We’ve been seeing increased fluctuations in tender returns bought on by interruptions in the supply chain and resulting material and labour shortages so we’ve asked partner Khuzema Hussain to share some of his advice on what to look for when comparing costs on small construction projects:
Monday 26th September 2022
The purpose of tendering construction projects is to allow free-market competition to benefit the clients en route to awarding a contract.
We have found that on small projects – in London, let’s say £1m or less in 2022 money – contractors are willing to submit one bid only. They are just too busy to want to expend more energy repricing on jobs of this size. For this reason, we try to present clients with a cost estimate before tendering so that they can identify any cost-saving measures prior to asking contractors to submit their bids.
(For insight into why contractors might price differently, have a look at this 3-part series from BuildPartner: https://buildpartner.com/why-construction-costs-vary-part-1/)

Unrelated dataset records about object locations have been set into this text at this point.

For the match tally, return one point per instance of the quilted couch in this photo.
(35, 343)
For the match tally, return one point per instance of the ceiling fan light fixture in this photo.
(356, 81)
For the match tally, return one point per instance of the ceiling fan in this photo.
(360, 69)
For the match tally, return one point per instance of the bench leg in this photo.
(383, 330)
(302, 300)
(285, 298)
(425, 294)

So in effect, the goal of tendering on these kinds of projects is not to settle on the price of the construction contract. It is rather to select a contractor by using their tender return as a means of selection. Of course, there should be other criteria that influence selection such as reputation, experience, financial records, etc. But in terms of their actual returned bid, it can be taken with a pinch of salt. Once a contractor has been selected, a final negotiation can take place.

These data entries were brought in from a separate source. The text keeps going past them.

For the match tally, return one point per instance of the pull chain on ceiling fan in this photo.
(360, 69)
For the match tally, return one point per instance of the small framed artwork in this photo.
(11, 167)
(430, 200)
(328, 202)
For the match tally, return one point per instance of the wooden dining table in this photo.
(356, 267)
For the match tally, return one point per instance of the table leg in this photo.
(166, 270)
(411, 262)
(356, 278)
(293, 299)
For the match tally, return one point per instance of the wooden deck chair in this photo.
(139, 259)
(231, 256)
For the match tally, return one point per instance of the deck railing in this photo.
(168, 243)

But how to evaluate these tenders in the first place? Should the greatest weight be given to the lowest bidder? With an objective for free-market competition, this might certainly seem like the obvious answer.

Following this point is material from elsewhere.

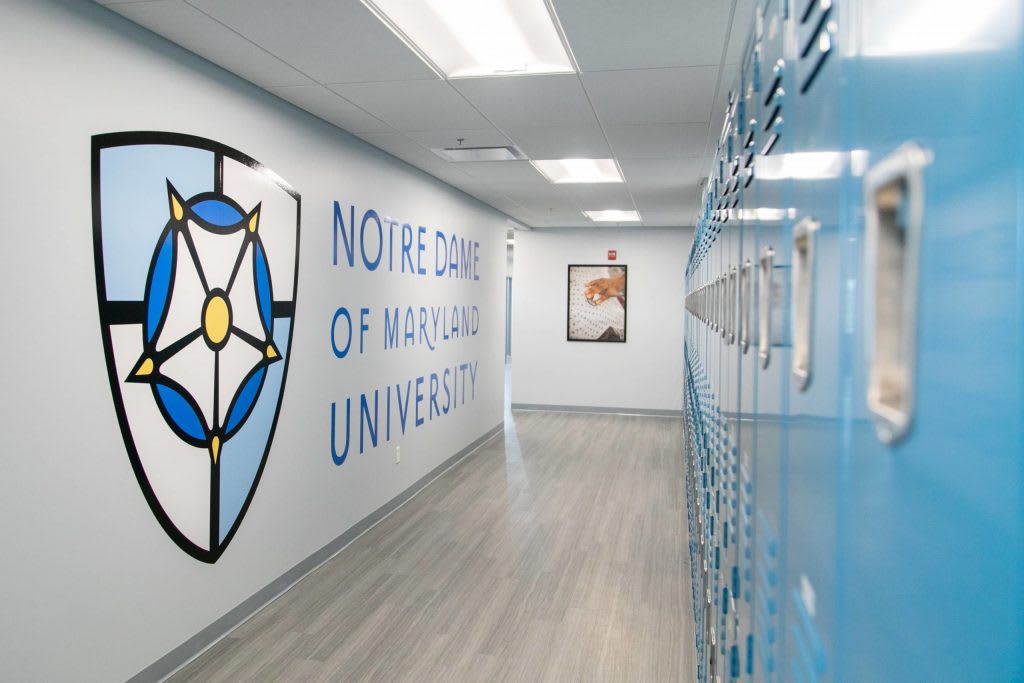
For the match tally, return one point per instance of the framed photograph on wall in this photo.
(596, 303)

A typical rule of thumb amongst professionals is actually to discount the lowest bidder and focus on the second-lowest. We wanted to interrogate this further to make sure it wasn’t set in motion by some superstition or vestigial trend that no longer applies in the modern era.
Data collected by the Simplar Institute certainly supports the approach to move away from the lowest bidder. They identified that the inevitable price increases along a project journey are greatest when starting with the lowest-bidder. They state that the Best Value contractor will certainly have a higher initial price, but that the overall project cost to a client tends to come in cheaper.
See their full article here:
This study intrigued us and we dug a little deeper eventually getting to a statistical analysis of tendering entitled The Second Low Bid Method (https://core.ac.uk/display/144966012). Authors Rita Awwad & Photios Ioannou considered numerous variables and probabilities including numbers of bidders, bid-to-cost ratios, and contractor profit. Their analysis was based on the very simple premise that the lowest bidder may be presenting an unrealistic price in order to win the contract. Their derivative modelling supported the Simplar Institute’s findings, though with one key caveat: as the number bidders increase beyond a threshold, the optimum price paid by a client also increases.
Awarding contracts on small projects certainly has scalar differences between large public procurements. Nevertheless, rushing to the lowest bidder may not always be in a client’s best interest. The simple adage seems to apply: something too good to be true, usually is.